5 Top Tips When Holding a Crisis Press Conference
Here Andrew Ogden, Managing Director at Broadcast Media Services, offers five top tips on how you how to stage a successful press conference, especially when a crisis hits.
Okay, something has gone wrong. Very wrong. And you’ve been in crisis management mode trying to get on top of it, to save or protect business, brand, and reputation.
If you are a well-known organisation nationally, or regionally, it’s likely that the media will be all over you.
Sometimes your media or PR team will be able to handle it all, but at some point, the CEO or the Managing Director and the top table team are probably going to have to answer some questions.
Now this can, of course, be done in a series of one on one interviews, shared out among your senior media relations team and the senior management team.
But sometimes, just sometimes, especially if you are still in the eye of the storm, it might be time to organise an old-fashioned Press Conference, where a whole swathe of journalists can at least get a little bit for the next broadcast bulletin, an update on the news website, a line for the next edition.
All in one go. The advantage is exactly that. Everyone gets at least something for their next report in one event leaving your team free to get on with managing the crisis.
Location, Location, Location
You need to find exactly the right place to hold a press conference. First of all, how many are coming? Where are they from? The BBC often sends multiple crews and reporters. Restrict them if you need to. If you can, issue proper invitations and so you can control the numbers and the room. You do not want an overcrowded media scrum. As far as an audience is concerned a badly managed scrum simply reflects an organisation out of control.
Stop the cameramen fighting. Cameraman – stills and video – need the shot, the footage, and are quite prepared to knock someone put of the way to get it. Give each camera operator a marked space and have a member of the media or facilities team show them exactly where they to set up.
Put in seats with the relevant journalist’s name on the seat.

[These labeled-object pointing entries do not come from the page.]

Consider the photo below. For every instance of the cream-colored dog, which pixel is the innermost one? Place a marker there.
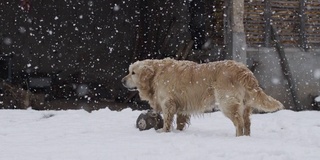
(185, 88)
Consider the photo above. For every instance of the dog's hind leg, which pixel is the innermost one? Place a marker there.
(234, 112)
(182, 120)
(169, 109)
(247, 123)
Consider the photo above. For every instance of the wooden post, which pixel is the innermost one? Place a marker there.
(267, 18)
(286, 70)
(302, 33)
(239, 45)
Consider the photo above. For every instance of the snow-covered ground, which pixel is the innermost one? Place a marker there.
(110, 135)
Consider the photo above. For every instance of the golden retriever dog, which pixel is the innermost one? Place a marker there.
(185, 88)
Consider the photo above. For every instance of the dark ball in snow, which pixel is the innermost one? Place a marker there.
(148, 120)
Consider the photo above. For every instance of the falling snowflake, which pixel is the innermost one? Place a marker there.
(316, 73)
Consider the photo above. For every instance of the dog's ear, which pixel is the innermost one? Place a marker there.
(147, 72)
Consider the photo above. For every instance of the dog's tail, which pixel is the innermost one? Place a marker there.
(256, 98)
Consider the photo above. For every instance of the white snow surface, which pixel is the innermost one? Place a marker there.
(110, 135)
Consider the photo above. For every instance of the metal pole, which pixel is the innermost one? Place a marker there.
(267, 28)
(302, 33)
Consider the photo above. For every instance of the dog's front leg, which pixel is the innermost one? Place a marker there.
(169, 109)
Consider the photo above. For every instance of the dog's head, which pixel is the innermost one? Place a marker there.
(139, 77)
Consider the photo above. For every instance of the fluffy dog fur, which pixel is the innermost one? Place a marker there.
(185, 88)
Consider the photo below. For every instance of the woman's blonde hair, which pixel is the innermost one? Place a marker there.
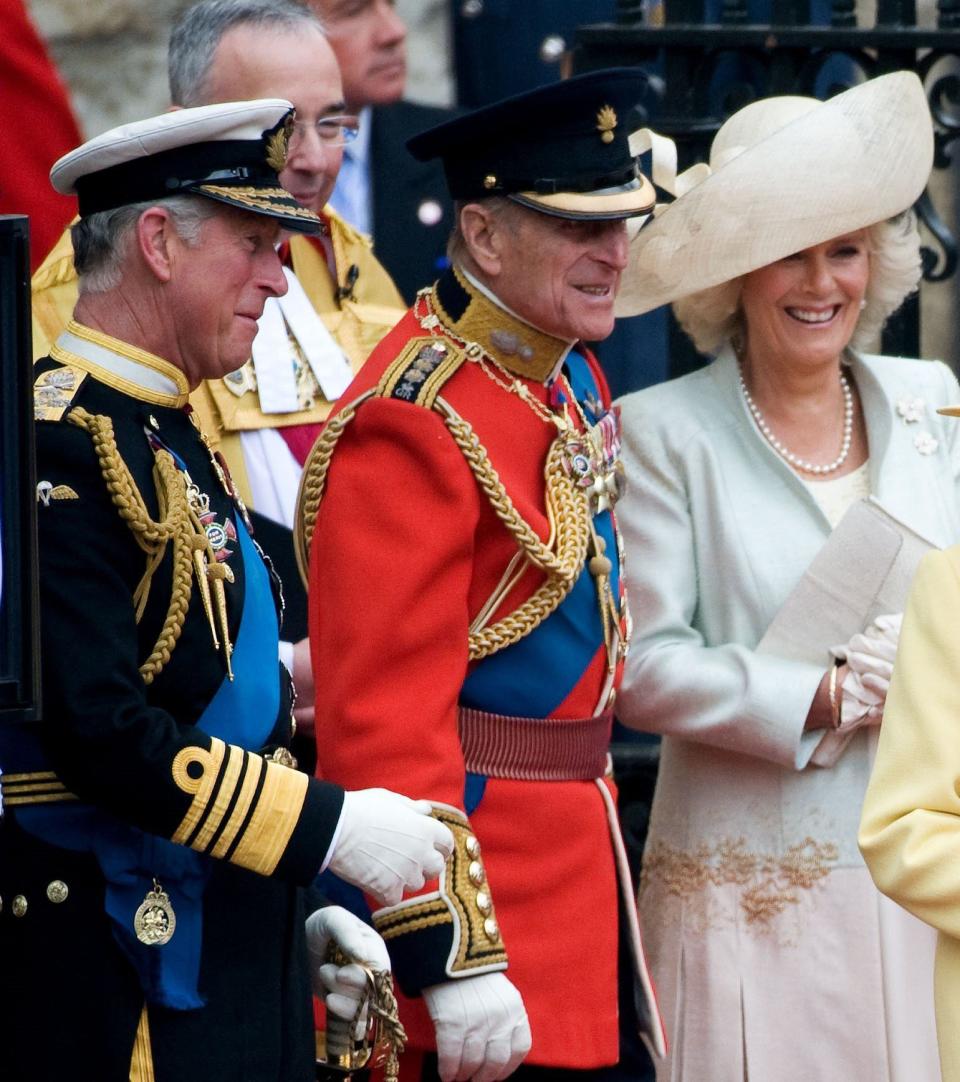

Standing press conferences look unruly full stop. Get your print journalists and your radio reporters sitting down.
Make sure your press conference team is a little higher than journalists on the floor. It means the cameras get a good clean shot. Also, the slightly elevated angle gives an impression of a top team being in control of events.
Make sure you have entry and exit cleared and make sure your top table conference team can get on and off the stage without having to pass through reporters. It looks clean and efficient.
And make sure the room where you are holding the Press Conference is close to the way out for the journalists. You don’t want them wandering through endless open offices where they can pick up bits of random information from walls, screens and from casual gossip with employees.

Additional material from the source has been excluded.